First, you must know that cat’s ears have more than 24 muscles — used for more than just hearing. Kitty ears also help display how they’re feeling and what they’re thinking. Each direction – turning 180 degrees either backward, forward, down, or up – carries a different message.

Relaxed. When a cat is feeling relaxed, their ears will bow slightly out to the sides and tilt slightly forward. This means all is well. Your cat is content and has a sense of well-being. Your cat is not afraid nor feeling aggressive. If your feline is generally happy, their ears will be in this position most of the time.

Curiosity. If a kitty’s interest has been captured by something – an insect, bird, sound, toy – they will be on alert with their ears pointing straight up in the air and tilting forward. This position can tell you that your cat wants to play or that they may be on a hunt. If you’ve been separated for a few hours, your cat may greet you with this ear position.

Unsure. When both ears are in different positions (which your furry feline has amazing ability to do), your cat is feeling hesitant and is not really sure how to respond to the situation. The ears will hold in place as your cat considers the situation and what to do, and then will move them into entirely new positions during and after making the decision. It’s almost like watching your cat think with his or her ears!

Feeling nervous. When your cat is nervous or agitated, their ears will twitch. If you’re a parent to kitty siblings, one’s twitching ears might indicate they feel an attack, playful or otherwise, coming on. By moving their ears this way, your cat is telling you they need reassurance and may appreciate a comforting cuddle.
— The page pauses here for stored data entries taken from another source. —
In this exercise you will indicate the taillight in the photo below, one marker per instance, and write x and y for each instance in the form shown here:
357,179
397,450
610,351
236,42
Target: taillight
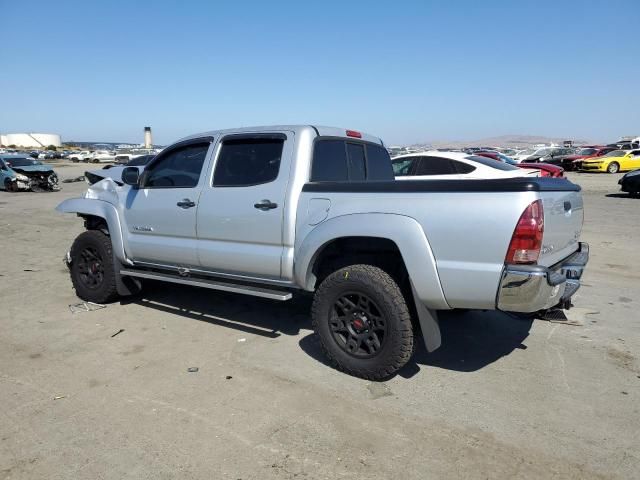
526,241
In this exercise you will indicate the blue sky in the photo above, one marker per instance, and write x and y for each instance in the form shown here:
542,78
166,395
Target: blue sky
405,71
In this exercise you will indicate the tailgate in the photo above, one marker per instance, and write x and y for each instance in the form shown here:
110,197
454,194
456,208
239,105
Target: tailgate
563,217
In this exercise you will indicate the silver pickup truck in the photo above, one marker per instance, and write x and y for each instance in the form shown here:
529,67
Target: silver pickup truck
271,211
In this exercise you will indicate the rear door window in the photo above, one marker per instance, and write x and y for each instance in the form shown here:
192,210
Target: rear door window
245,162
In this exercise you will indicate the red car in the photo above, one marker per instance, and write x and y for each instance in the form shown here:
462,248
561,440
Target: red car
546,169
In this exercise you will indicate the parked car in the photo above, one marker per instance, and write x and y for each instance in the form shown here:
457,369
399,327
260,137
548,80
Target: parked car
630,182
82,156
101,156
274,211
548,154
19,172
545,169
436,165
613,162
574,162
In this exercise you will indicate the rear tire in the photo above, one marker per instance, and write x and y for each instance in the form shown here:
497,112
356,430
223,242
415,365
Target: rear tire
363,322
92,272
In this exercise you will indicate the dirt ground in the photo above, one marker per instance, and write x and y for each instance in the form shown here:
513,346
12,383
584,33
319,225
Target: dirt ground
503,397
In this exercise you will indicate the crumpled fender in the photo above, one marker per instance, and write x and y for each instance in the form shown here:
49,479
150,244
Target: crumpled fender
101,209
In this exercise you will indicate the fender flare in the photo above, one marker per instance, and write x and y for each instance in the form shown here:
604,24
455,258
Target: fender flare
404,231
101,209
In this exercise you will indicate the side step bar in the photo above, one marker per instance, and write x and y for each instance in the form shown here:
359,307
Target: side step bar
281,295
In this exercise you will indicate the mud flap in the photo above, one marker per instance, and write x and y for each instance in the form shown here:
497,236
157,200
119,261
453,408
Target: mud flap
428,324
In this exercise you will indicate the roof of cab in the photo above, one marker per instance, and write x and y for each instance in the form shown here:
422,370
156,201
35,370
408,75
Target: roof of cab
317,130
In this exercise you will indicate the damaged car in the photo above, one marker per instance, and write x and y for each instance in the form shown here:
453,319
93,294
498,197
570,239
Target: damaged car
25,173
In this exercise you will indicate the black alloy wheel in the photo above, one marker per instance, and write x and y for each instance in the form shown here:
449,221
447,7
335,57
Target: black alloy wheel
91,268
357,325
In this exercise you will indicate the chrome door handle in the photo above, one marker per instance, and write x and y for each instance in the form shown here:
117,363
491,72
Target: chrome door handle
265,205
186,203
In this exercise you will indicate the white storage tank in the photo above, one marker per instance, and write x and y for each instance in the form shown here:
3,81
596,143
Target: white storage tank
35,140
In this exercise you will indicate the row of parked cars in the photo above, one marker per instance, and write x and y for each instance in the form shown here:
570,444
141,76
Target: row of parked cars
493,164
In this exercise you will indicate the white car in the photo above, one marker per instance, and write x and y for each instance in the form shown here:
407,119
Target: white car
82,156
435,165
102,156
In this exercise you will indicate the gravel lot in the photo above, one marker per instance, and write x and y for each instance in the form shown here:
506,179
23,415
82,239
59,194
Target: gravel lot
503,397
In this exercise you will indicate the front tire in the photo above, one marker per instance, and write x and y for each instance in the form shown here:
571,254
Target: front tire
613,167
92,272
363,322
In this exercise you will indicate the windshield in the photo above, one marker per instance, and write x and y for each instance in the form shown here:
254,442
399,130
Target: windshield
21,162
490,162
616,153
140,161
587,151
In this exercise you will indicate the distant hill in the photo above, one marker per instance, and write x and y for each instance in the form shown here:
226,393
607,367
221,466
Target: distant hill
500,141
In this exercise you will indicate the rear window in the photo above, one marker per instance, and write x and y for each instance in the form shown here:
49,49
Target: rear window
435,166
490,162
357,160
342,161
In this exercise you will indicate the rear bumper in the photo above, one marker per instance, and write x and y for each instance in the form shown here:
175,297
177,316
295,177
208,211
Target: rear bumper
530,288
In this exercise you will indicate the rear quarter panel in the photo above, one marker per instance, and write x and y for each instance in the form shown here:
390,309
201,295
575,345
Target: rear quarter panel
467,232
However, if your cat’s twitching is persistent and unwarranted, they might have a medical issue and should be checked by their veterinarian.

Riled up. Aggression may occur when you cat’s ears change from being forward to pointing backward. When the ears go from upright to completely horizontal, sticking out at right angles to the head, take note and act accordingly. Your cat is telling you that their present emotion – whether it be submissiveness, annoyance, or fear – is on the rise, and they want to be left alone. If your cat’s ears return to this horizontal position on a regular basis with no indication of any feelings behind it, they may have ear mites or an ear infection — it may a good idea to see your veterinarian.

Ready to fight. When your feline is thinking about starting a scuffle, her ears will be pointed diagonally backward – not quite forward or completely back. When a kitty is ready to strike with claws and teeth, their ears will flatten against their head. Doing so protects the ears from an opponent’s bites and scratches. When the ears move into this scuffle position, do not try to pick them up or touch your cat. If provoked during this phase, you risk being injured.

So the next time you’re wondering what your kitty is trying to tell you or how they are feeling, just identify their ear positions and the accompanying emotion. If you act appropriately according to your cat’s emotional state, your cat will feel more closely bonded to you and will appreciate your understanding of feline language!